DIKX 140733 Stoker 1st Class Albert George SMITH. HM Submarine Porpoise. Royal Navy. Killed in Action 16th January 1945.
Having been in service since 1932 HM Submarine Porpoise was well known in the submarine service. Her work during the siege of Malta made her name known to a wider audience. During the Mediterranean patrol Porpoise had earned the anger of an enemy minesweeping flotilla when she sunk a ship off the Lipari Islands carrying £l8,O00 in lire, the flotillas pay. She arrived in the Far East towards the middle of 1944. A mine-lay of 8th July in the Malacca Straight sank a Japanese A/S Craft. Soon after the same minefield accounted for the tanker Taketum Maru of 3,000 tons.
Command of the submarine Porpoise which was a worn-out lumbering minelayer, had passed to Lt-Cdr Hugh Turner in late 1944. When he signalled the completion of a mine-lay off Penang, it was to be the last of his signals. The exact cause of the minelayers loss is not known. Japanese reports have led to speculation that Porpoise had been sighted in the vicinity of Penang by an enemy aircraft. The plane dropped a bomb which is believed to have caused Porpoise to slightly leak oil. A/S Craft from Penang were able to track and perhaps destroy the submarine. It was on the 19th January l945 when HM Submarine Porpoise was sunk with the loss of her full compliment of 59 crew.

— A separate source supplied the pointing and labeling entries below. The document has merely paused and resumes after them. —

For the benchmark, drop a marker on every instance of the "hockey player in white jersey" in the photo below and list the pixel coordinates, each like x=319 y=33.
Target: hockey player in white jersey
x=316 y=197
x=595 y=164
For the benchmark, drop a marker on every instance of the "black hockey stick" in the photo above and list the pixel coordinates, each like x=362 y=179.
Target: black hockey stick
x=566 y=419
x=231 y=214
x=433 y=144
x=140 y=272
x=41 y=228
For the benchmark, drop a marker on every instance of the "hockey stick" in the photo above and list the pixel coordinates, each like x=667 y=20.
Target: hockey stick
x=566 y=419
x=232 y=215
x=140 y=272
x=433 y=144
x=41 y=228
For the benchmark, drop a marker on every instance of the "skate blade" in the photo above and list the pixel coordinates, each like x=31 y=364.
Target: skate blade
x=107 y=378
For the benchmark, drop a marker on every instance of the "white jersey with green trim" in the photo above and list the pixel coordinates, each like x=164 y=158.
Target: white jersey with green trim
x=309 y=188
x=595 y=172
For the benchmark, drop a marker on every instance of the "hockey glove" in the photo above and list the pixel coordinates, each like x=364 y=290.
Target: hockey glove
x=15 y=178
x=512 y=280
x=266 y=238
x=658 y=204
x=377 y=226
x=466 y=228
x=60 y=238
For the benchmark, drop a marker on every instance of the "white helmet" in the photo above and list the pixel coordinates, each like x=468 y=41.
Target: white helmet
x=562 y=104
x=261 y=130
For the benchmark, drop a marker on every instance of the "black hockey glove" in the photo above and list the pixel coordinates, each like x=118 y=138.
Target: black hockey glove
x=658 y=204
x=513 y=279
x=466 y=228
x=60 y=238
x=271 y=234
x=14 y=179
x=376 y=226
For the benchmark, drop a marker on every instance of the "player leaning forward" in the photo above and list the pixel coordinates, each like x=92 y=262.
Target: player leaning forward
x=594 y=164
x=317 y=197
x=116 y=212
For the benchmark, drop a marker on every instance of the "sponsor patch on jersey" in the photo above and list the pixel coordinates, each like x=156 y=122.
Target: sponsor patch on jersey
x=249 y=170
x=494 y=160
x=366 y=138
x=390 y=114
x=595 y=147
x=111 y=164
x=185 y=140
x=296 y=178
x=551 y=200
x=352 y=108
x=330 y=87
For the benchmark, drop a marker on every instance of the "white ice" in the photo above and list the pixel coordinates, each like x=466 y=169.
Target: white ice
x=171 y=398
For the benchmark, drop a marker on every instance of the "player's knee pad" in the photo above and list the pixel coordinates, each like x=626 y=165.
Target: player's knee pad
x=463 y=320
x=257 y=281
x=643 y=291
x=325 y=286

One of the crew-members was Stoker 1st Class Albert George Smith from Highworth who was twenty-one years of age, and was the son of Walter and Esther Smith of Highworth, Wiltshire. He is commemorated by name on panel 94, column 3, of the Plymouth Naval Memorial, Plymouth, which is situated in the park on the north side of the Hoe between the Drake Statue and the Armanda Memorial. There are 15,935 names on the 1939-45 war panels. The memorial has been the site of many thousands of individual pilgrimages and each year on Remembrance Sunday a major ceremony is held. The memorial is accessible at all times and there is car parking nearby. The memorial register is kept at the Tourist Information Office in the Civic Centre and also in the Naval Historical section at Plymouth library. Although Albert George Smith and his parents and family were Highworth residents at the time of the Second World War, (and since,) for some unknown reason Albert ‘s name is not commemorated on Highworth Town war memorial.
5733919 Lance Corporal David Jesse CHEESLEY. No 24 Platoon D Company, 2nd Battalion Oxfordshire & Buckinghamshire Light Infantry, Glider-borne Infantry of 6th Air Landing, 6th Airborne Division. Died of wounds 1St April l945, Age 20. On the 6th June 1945, (D Day) there took place the greatest sea-borne invasion in the history of mankind. The Allies, who had been planning and preparing for that day for over four years launched a massive assault on the northern shore of France. Hours before the sea borne landings began parachutists and gliders were moving to their appointed tasks. One of the most effective and vital of these was that performed by a force of 180 men travelling in six gliders which had taken off from Tarrant-Rushton in Dorset during the evening of 5th June. They comprised of Glider-borne infantry men of the 2nd Battalion Oxfordshire & Buckinghamshire Light Infantry, and 249 Company Royal Engineers. Their task was to prevent the Germans demolishing two bridges near Benouville. Like all vital bridges the two were already wired for demolition as part of the defensive plan and it was essential to seize them before the charges could be blown.